In [1]:
# Set up packages for lecture. Don't worry about understanding this code, but
# make sure to run it if you're following along.
import numpy as np
import babypandas as bpd
import pandas as pd
from matplotlib_inline.backend_inline import set_matplotlib_formats
import matplotlib.pyplot as plt
%reload_ext pandas_tutor
%set_pandas_tutor_options {'projectorMode': True}
set_matplotlib_formats("svg")
plt.style.use('fivethirtyeight')

np.set_printoptions(threshold=20, precision=2, suppress=True)
pd.set_option("display.max_rows", 7)
pd.set_option("display.max_columns", 8)
pd.set_option("display.precision", 2)

# Lecture 11 – Booleans and Conditionals, Iteration

## DSC 10, Summer 2022

### Announcements

- Homework 3 is due **Sat at 11:59pm.**
- Lab 4 is due **Tues 4/26 at 11:59pm**.
- Midterm Project will be released later this week and will be due **Sat 8/6 at 11:59pm**.
    - See [the spreadsheet for finding a partner][pairs].
    - If you work with a partner, you **must** follow these [pair programming guidelines](https://dsc10.com/pair-programming).
    - **Start early and come to office hours!**
- The midterm exam will take place on Fri, July 29 from 11:00-11:50am in class.
    - You can bring one 8.5" by 11" page of handwritten notes (double-sided is ok).
    - We'll also provide [the DSC 10 reference sheet][ref] during the exam.

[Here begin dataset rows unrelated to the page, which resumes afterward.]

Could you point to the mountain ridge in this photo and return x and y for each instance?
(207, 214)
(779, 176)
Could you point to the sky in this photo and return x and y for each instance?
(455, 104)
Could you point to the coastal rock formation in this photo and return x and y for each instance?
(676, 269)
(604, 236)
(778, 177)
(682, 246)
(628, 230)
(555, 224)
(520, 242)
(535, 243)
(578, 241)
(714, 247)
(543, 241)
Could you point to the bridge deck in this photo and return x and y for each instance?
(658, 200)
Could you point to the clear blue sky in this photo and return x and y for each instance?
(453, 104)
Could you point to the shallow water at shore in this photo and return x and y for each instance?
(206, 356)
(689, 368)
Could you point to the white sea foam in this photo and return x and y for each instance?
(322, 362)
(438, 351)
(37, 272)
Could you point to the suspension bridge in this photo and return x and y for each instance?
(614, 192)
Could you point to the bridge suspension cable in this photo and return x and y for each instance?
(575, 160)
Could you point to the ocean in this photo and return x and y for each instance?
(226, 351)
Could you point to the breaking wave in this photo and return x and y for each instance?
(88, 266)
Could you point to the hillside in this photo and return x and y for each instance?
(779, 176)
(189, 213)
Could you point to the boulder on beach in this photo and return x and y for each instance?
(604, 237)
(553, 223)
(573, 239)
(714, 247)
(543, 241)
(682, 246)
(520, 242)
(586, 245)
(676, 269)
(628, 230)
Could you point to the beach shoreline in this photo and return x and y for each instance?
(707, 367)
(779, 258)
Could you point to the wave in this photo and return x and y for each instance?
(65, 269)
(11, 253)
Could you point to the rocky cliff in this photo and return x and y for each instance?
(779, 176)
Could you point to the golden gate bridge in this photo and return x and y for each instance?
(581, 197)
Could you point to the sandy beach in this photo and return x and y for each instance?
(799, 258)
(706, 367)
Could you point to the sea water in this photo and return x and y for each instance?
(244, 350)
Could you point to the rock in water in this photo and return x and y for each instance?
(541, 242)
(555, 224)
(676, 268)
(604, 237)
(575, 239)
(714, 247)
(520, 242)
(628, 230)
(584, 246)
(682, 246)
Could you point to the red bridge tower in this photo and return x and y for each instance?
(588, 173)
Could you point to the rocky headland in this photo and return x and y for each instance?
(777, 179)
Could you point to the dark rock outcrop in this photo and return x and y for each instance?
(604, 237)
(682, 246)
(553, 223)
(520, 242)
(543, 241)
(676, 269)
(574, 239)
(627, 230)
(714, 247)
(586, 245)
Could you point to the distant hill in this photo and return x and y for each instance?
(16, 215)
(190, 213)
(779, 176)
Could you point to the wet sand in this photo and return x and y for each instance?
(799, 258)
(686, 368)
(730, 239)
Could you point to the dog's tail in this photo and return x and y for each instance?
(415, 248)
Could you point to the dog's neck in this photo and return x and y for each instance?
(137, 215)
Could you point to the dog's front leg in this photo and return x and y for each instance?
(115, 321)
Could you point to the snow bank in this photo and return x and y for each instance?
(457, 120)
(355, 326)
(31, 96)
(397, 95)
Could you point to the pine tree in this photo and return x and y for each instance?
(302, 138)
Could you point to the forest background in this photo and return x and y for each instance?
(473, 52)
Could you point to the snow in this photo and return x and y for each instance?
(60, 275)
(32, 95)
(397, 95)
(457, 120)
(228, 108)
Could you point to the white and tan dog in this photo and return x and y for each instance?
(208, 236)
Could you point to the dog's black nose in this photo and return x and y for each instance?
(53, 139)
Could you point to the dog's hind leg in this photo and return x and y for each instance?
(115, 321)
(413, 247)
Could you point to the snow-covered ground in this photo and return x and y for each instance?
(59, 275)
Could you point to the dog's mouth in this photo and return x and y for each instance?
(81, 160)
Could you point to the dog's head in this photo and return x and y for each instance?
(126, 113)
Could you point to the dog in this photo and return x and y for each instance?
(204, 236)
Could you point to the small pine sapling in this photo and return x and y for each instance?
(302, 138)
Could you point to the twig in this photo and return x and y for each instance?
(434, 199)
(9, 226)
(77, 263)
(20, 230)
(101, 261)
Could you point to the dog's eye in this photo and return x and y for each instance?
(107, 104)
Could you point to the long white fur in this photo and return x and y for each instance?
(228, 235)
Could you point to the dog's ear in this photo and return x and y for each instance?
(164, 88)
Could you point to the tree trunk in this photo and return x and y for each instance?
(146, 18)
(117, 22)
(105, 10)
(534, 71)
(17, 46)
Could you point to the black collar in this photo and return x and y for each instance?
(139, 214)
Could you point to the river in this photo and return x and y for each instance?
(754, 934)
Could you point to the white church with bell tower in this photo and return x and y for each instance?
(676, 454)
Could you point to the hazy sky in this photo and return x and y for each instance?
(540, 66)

[ref]: https://drive.google.com/file/d/1mQApk9Ovdi-QVqMgnNcq5dZcWucUKoG-/view
[pairs]: 

### Agenda

- Booleans.
- Conditionals (i.e. `if`-statements).
- Iteration (i.e. `for`-loops).

**Note:** 
- We've finished introducing new DataFrame manipulation techniques. 
- The content we're covering today will become more relevant as we start to cover more ideas in statistics (next week).

## Booleans

## Booleans

- `bool` is a data type in Python, just like `int`, `float`, and `str`. 
    - It stands for "Boolean", named after George Boole, an early mathematician.
- There are only two possible Boolean values: `True` or `False`.
    - Yes or no.
    - On or off.
    - 1 or 0.
- There are three operators that allow us to perform arithmetic with Booleans – `not`, `and`, and `or`.
- Comparisons result in Boolean values.

In [2]:
x = True

In [3]:
type(x)

bool

In [4]:
3 > 5

False

### The `not` operator

Flips a `True` to a `False`, and a `False` to a `True`.

In [5]:
is_sunny = True

not is_sunny

False

### The `and` operator

- Placed between two `bool`s.
- `True` if **both** are true, otherwise `False`.

In [6]:
is_sunny = True
is_warm = False

is_sunny and is_warm

False

### The `or` operator

- Placed between two `bool`s.
- `True` if **at least one** of them is `True`, otherwise `False`.

In [7]:
is_sunny = True
is_warm = False

is_sunny or is_warm

True

In [8]:
# Both can be True as well!
True or True

True

### Comparisons and Boolean operators

- Remember, comparisons result in Boolean values.
- As usual, use **(parentheses)** to make expressions more clear.
    - By default, the order of operations is `not`, `and`, `or`.

In [9]:
first_name = 'king'
last_name = 'triton'
age = 19

first_name == 'triton' and age >= 21

False

In [10]:
last_name == 'triton' or (first_name == 'triton' and age >= 21)

True

In [11]:
# Different meaning!
(last_name == 'triton' or first_name == 'triton') and age >= 21

False

In [12]:
# `and` has precedence:
last_name == 'triton' or first_name == 'triton' and age >= 21

True

### Be careful!

In [13]:
a = True
b = False

not (a and b)

True

In [14]:
(not a) and (not b)

False

### Note: `&` and `|` vs. `and` and `or`

When performing Boolean arithmetic...
- Use the `&` and `|` operators between two Series. Arithmetic will be done in an elementwise fashion (i.e. separately for each row).
    - This is relevant when writing DataFrame queries, e.g. `df[(df.get('x') == 2) & (df.get('y') != 'ucsd')]`.
- Use the `and` and `or` operators between two Booleans.
    - e.g. `(x > 2) and (y != 'ucsd')`.

<div class="menti">
<div>

### Discussion Question

  
Suppose we define `a = True` and `b = True`. What does the following expression evaluate to?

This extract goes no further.